Final answer:
To determine the probabilities of various score ranges on a reading test, we calculate Z-scores and use a standard normal distribution table or a statistics calculator. The Z-score is the number of standard deviations a score is from the mean, and the probabilities can be determined by looking up these Z-scores.
Step-by-step explanation:
To solve the problems stated, we will use the standard normal distribution and Z-scores, which indicate how many standard deviations an element is from the mean. A Z-score can be calculated using the formula Z = (X - μ) / σ, where X is the value in the distribution, μ is the mean, and σ is the standard deviation.
Problem (a)
Find the probability of a score less than 17.6.
Z = (17.6 - 22.8) / 6.3 = -0.8254
Using a Z-table or calculator, find P(Z < -0.8254).
Problem (b)
Find the probability of a score between 18.5 and 27.1.

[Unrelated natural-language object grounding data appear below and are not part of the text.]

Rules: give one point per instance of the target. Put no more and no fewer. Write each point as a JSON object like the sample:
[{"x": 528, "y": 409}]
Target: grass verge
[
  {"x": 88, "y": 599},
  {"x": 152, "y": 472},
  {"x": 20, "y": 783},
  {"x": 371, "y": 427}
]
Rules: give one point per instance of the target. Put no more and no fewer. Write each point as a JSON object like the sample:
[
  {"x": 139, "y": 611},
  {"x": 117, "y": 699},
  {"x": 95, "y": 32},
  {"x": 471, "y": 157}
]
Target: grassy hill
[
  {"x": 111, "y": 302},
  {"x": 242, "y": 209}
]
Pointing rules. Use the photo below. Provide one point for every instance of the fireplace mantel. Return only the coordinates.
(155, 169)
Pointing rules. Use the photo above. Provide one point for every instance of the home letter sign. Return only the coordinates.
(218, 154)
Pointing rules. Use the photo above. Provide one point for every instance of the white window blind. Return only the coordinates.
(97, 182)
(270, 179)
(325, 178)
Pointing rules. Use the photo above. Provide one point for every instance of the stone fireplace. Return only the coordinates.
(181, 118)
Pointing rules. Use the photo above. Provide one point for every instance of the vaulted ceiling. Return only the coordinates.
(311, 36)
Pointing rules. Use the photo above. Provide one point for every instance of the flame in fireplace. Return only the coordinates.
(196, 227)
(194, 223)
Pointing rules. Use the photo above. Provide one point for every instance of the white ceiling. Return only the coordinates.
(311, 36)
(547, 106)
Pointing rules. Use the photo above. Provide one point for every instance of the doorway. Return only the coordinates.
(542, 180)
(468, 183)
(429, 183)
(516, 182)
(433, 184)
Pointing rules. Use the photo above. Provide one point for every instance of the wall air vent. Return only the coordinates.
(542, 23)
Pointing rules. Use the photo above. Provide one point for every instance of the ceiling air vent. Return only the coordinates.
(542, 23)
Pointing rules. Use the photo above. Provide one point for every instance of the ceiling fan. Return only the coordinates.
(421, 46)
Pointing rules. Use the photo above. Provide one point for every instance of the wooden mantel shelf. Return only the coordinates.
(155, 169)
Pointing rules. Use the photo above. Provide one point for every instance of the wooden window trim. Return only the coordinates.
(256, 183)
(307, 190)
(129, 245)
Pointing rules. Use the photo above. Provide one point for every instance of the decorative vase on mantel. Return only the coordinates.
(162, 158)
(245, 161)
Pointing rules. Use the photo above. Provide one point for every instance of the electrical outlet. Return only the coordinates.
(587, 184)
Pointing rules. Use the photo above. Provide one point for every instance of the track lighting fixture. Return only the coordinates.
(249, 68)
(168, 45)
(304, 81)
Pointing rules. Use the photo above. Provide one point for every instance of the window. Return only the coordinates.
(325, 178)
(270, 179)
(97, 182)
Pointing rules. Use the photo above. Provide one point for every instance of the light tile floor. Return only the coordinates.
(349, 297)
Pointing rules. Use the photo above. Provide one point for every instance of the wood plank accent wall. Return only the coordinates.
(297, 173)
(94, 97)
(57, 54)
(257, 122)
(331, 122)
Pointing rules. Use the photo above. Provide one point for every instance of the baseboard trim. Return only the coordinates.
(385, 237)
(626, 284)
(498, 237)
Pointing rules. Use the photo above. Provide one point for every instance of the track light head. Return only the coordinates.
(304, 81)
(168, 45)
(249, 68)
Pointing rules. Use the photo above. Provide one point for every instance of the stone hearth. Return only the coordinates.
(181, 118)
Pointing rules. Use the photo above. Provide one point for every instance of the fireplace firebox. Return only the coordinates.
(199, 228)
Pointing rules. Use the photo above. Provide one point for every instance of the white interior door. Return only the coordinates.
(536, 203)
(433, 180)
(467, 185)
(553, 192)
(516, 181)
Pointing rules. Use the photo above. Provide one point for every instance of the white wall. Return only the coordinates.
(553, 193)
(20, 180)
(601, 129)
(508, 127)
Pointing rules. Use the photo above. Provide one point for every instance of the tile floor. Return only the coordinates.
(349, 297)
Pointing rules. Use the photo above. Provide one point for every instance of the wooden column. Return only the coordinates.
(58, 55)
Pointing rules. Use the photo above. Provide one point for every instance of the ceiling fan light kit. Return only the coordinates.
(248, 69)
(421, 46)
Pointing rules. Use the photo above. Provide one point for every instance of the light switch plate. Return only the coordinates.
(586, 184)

Z1 = (18.5 - 22.8) / 6.3 = -0.6825
Z2 = (27.1 - 22.8) / 6.3 = 0.6825
Find P(Z1 < Z < Z2).
Problem (c)
Find the probability of a score more than 35.5.
Z = (35.5 - 22.8) / 6.3 = 2.0159
Find P(Z > 2.0159).
The required probabilities can be obtained by looking up the Z-scores on a normal distribution table or using a statistics calculator.